By Crowley’s own admission, he based his first principle on that of the Kabbalists, but the Kabbalists’ first principle is just the synthesis of two ideas which have been common in the west since antiquity. The first is the idea of creation ex nihilo, a power attributed (controversially) to the God of the Bible (see 2 Maccabees 7:28); the other is the idea that “nothing comes from nothing,” a formulation Aristotle gave to the Principle of Sufficient Reason (see Physics 1.8.191a28).

These ideas were usually seen to contradict one another. For example, Benedict Spinoza’s assertion of the latter principle was taken as proof of his atheism. (Though the aforementioned Pierre Bayle also used it as evidence in favor of Spinoza’s Kabbalism, even though Spinoza seems not to have had any interest in the subject.)

In his Historia Critica Philosophiae, Brucker noted that Kabbalah, “Oriental” thought, and Middle Platonism all shared in common the idea of nothingness as a substantive first principle. From this he concluded that both Kabbalah and Middle Platonism had origins in the east.

A half century or so later, Georg Wilhelm Friedrich Hegel discussed Kabbalah in his Lectures on the History of Philosophy. Interestingly his discussion of Kabbalah occurs in the section on Neoplatonism. He concluded that Philo of Alexandria’s philosophy already contained most of the presuppositions of Kabbalah.

A few noteworthy points:

  1. Hegel discusses Kabbalah in his Lectures on the History of Philosophy, not in Lectures on the Philosophy of Religion! He regards Kabbalah as philosophy, as do I.
  2. He recognizes—correctly, I think—that there is nothing necessarily “eastern” about Kabbalah’s first principle.

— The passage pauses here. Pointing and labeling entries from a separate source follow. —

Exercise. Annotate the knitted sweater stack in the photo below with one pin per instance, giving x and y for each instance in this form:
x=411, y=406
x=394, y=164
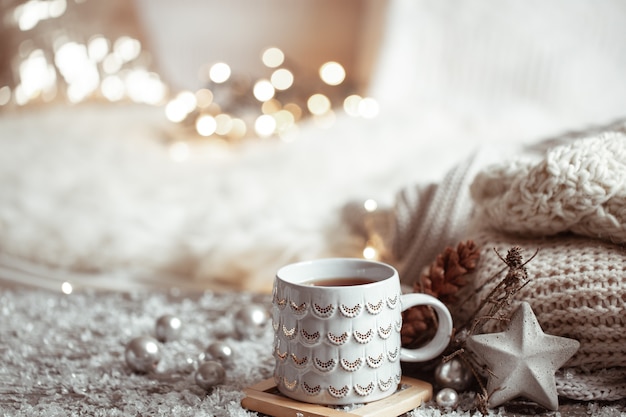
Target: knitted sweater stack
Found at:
x=568, y=203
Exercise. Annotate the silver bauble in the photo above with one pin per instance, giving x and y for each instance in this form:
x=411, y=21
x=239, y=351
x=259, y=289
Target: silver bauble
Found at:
x=251, y=320
x=220, y=352
x=168, y=328
x=447, y=398
x=142, y=354
x=453, y=374
x=210, y=374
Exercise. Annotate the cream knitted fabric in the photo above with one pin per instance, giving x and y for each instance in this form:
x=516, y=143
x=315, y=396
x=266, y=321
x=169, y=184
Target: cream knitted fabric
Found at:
x=578, y=187
x=577, y=289
x=571, y=207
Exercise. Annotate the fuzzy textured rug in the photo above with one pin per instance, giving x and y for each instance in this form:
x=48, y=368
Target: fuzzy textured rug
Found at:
x=63, y=355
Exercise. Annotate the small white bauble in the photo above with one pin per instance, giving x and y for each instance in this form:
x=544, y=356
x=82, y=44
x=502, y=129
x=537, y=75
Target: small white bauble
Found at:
x=453, y=374
x=142, y=354
x=168, y=328
x=251, y=321
x=221, y=352
x=447, y=398
x=210, y=374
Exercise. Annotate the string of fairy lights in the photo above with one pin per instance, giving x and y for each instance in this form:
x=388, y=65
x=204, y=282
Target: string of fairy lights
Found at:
x=229, y=106
x=63, y=66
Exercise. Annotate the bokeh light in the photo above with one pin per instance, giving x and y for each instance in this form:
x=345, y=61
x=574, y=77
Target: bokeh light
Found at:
x=282, y=79
x=219, y=72
x=318, y=104
x=332, y=73
x=273, y=57
x=263, y=90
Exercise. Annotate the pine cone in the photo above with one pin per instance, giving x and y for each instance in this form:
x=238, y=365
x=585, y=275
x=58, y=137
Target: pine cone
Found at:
x=443, y=279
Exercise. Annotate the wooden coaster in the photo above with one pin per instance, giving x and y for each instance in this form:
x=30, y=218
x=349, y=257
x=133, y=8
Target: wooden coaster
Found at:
x=265, y=398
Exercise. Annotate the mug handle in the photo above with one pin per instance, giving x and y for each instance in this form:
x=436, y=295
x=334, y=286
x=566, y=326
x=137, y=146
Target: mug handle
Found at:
x=444, y=331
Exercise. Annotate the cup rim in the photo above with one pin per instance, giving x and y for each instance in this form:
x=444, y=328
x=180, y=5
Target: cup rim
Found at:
x=368, y=265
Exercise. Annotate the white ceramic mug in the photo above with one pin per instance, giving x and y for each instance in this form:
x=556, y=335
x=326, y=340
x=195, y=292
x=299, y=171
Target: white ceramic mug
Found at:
x=341, y=344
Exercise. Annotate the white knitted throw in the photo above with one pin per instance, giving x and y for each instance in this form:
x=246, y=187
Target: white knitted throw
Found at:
x=569, y=203
x=579, y=187
x=571, y=207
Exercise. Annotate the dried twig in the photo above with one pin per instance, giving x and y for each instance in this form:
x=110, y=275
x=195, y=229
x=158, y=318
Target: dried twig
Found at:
x=491, y=308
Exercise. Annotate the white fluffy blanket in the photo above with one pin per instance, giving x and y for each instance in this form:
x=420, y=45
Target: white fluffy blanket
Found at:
x=93, y=189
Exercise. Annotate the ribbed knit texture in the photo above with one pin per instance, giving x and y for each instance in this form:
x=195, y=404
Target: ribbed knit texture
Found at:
x=571, y=207
x=569, y=203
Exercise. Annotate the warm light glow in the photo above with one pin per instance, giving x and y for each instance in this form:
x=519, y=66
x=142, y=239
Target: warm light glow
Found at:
x=145, y=87
x=325, y=120
x=318, y=104
x=127, y=48
x=79, y=72
x=187, y=100
x=223, y=124
x=238, y=129
x=204, y=98
x=5, y=95
x=98, y=48
x=36, y=75
x=112, y=88
x=332, y=73
x=282, y=79
x=177, y=109
x=271, y=106
x=112, y=64
x=369, y=108
x=219, y=72
x=263, y=90
x=206, y=125
x=351, y=105
x=30, y=13
x=66, y=287
x=179, y=152
x=294, y=109
x=284, y=120
x=265, y=125
x=273, y=57
x=370, y=205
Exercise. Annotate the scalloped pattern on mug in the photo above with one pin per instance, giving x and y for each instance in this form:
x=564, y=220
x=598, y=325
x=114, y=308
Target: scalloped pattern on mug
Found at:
x=374, y=362
x=290, y=333
x=300, y=362
x=364, y=391
x=398, y=325
x=363, y=337
x=351, y=366
x=338, y=339
x=384, y=385
x=350, y=312
x=298, y=309
x=323, y=311
x=393, y=355
x=290, y=385
x=384, y=332
x=374, y=308
x=280, y=302
x=311, y=390
x=338, y=392
x=325, y=366
x=309, y=338
x=281, y=356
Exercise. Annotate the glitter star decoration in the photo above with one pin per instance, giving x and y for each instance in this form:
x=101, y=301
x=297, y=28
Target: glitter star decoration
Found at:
x=523, y=360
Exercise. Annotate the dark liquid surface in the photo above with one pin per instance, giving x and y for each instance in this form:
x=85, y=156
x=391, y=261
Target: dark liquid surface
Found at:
x=339, y=282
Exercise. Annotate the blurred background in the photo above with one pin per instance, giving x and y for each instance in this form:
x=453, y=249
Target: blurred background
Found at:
x=209, y=142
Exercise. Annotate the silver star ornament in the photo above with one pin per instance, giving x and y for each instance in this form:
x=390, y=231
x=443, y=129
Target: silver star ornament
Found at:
x=523, y=360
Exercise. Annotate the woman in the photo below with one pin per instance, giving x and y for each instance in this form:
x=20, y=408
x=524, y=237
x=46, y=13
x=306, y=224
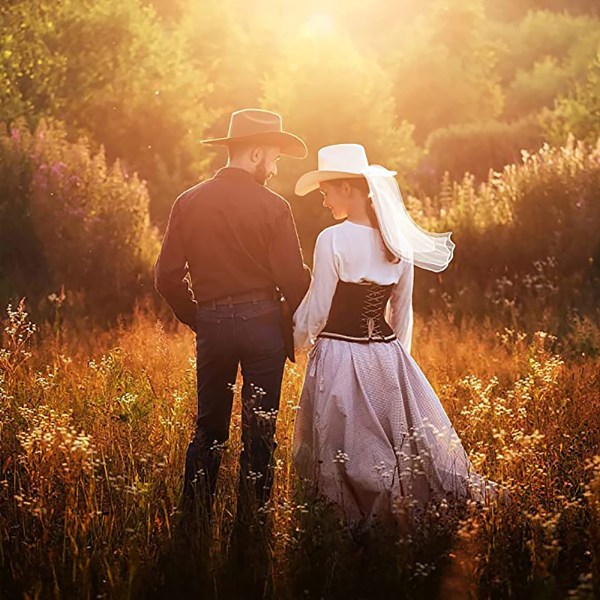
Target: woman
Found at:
x=370, y=432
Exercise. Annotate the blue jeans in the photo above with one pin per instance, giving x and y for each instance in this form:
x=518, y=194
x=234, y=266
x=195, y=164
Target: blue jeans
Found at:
x=249, y=334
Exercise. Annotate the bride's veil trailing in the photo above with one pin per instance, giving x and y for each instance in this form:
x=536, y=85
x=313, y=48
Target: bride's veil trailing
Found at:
x=402, y=236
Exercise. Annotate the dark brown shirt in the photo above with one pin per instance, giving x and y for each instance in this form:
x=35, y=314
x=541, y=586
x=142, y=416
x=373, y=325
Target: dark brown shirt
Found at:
x=233, y=236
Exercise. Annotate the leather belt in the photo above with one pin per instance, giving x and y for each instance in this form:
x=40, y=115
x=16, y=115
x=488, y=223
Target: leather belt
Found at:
x=251, y=296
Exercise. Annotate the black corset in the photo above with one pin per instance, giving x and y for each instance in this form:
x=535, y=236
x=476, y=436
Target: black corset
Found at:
x=357, y=313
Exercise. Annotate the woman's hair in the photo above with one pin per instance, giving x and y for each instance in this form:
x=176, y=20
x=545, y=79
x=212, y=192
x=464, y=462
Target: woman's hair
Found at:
x=361, y=184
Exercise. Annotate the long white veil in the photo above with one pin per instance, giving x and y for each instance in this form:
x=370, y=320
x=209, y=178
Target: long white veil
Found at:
x=402, y=236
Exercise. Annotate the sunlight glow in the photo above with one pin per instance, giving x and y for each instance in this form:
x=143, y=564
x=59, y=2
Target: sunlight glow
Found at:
x=319, y=24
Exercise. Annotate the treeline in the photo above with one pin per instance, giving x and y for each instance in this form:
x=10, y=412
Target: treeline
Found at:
x=449, y=86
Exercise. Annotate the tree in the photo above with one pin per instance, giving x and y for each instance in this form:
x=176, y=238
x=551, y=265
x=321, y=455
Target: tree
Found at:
x=577, y=114
x=328, y=93
x=444, y=73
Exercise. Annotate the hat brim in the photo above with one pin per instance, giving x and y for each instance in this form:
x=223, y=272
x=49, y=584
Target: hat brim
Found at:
x=310, y=181
x=289, y=144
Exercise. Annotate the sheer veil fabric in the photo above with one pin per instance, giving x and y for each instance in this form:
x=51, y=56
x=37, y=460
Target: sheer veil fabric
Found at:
x=402, y=236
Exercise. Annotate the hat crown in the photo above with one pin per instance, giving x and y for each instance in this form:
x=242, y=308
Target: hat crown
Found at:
x=251, y=121
x=347, y=158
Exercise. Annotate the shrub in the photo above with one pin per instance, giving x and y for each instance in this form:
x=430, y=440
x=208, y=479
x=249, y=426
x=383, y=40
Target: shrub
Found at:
x=527, y=240
x=88, y=221
x=476, y=148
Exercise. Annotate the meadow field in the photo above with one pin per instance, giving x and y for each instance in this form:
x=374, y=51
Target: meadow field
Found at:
x=489, y=112
x=94, y=427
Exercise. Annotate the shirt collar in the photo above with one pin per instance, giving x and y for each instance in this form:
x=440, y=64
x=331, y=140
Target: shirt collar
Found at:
x=235, y=173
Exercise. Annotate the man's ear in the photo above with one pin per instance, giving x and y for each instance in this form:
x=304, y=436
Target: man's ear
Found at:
x=257, y=154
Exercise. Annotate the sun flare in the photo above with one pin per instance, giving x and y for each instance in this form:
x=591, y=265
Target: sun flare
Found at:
x=320, y=24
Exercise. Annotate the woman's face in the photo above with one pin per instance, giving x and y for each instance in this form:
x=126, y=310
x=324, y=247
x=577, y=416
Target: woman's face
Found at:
x=335, y=198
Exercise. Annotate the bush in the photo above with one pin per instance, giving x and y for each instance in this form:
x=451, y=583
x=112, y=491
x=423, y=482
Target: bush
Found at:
x=477, y=148
x=527, y=240
x=78, y=221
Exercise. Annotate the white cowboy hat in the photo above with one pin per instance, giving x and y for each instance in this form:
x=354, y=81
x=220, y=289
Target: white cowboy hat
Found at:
x=340, y=161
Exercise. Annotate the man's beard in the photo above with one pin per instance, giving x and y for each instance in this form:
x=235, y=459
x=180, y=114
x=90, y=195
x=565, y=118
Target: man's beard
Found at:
x=261, y=175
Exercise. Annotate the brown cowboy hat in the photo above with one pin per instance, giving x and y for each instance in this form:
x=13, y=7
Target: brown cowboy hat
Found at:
x=264, y=126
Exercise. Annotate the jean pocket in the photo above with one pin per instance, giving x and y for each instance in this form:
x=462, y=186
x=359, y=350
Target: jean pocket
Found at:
x=264, y=332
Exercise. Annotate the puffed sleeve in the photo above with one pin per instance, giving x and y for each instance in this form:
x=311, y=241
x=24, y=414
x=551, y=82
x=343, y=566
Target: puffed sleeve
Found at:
x=311, y=316
x=400, y=312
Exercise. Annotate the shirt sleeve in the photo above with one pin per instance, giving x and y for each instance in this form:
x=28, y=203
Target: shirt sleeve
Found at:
x=171, y=270
x=312, y=314
x=400, y=311
x=291, y=275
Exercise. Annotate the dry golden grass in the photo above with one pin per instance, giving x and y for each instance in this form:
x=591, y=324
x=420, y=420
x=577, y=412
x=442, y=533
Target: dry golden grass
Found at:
x=93, y=433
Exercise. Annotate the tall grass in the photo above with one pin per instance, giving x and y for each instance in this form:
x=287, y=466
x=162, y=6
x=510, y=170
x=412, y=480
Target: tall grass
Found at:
x=93, y=433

There has been ample fuel in the west since antiquity for thinking of nothingness as a substantive first principle.
  3. He discusses Kabbalah—again, correctly—as a branch of Neoplatonic thought.

In other words, Hegel is noticing that the esoteric concept of creative nothingness comes from the Platonic tradition, not from Confucianism (as Bayle thought) or from Taoism (as some today have said).

Crowley of course assumes the exact same first principle as the Kabbalists. He even says, “I assert the absoluteness of the Qabalistic Zero.” If you’re looking for a constant in Crowley’s thinking, this was it. He asserts or implies it in Berashith, The Book of Lies, Magick in Theory and Practice, the Book of Thoth, Magick Without Tears, and—yes—the Book of the Law. (See AL I.46 inter alia.)

But Crowley didn’t get the idea from his encounters with eastern schools of philosophy. He states plainly where he got it from. He got it from the exact same place Bayle, Brucker, and Hegel got it: Kabbala Denudata, which Samuel Mathers translated into English in 1887 (with a lengthy introduction) and used as one of the bases of the work of the Hermetic Order of the Golden Dawn.

Crowley didn’t just take this principle over, though. He applied it rigorously in a way I doubt Mathers ever did but which in some ways parallels Hegel’s use of it. And so it is infused throughout Thelema. Here’s just one example among many:

Thou must (1) Find out what is thy Will. (2) Do that Will with a) one-pointedness, b) detachment, c) peace.

Then, and then only, art thou in harmony with the Movement of Things, thy will part of, and therefore equal to, the Will of God. And since the will is but the dynamic aspect of the self, and since two different selves could not possess identical wills; then, if thy will be God’s will, Thou art That.

—Liber II: The Message of The Master Therion

The will is the dynamic aspect of the true self, Hadit. But Hadit is not the personality. Hadit is impersonal (i.e., indeterminate) identity. Another way to say “indeterminate” is “not-a-thing”. So to take up the standpoint of Hadit is to take up the standpoint of the first principle of Thelemic philosophy—but this is just the substantive nothingness which the Kabbalists called “Kether” or “Ain,” or God in His most esoteric form.

If the principle is essential to Crowley’s understanding of true will and his solution to the problem of determinism versus free will, then it’s obviously foundational to his thought in general.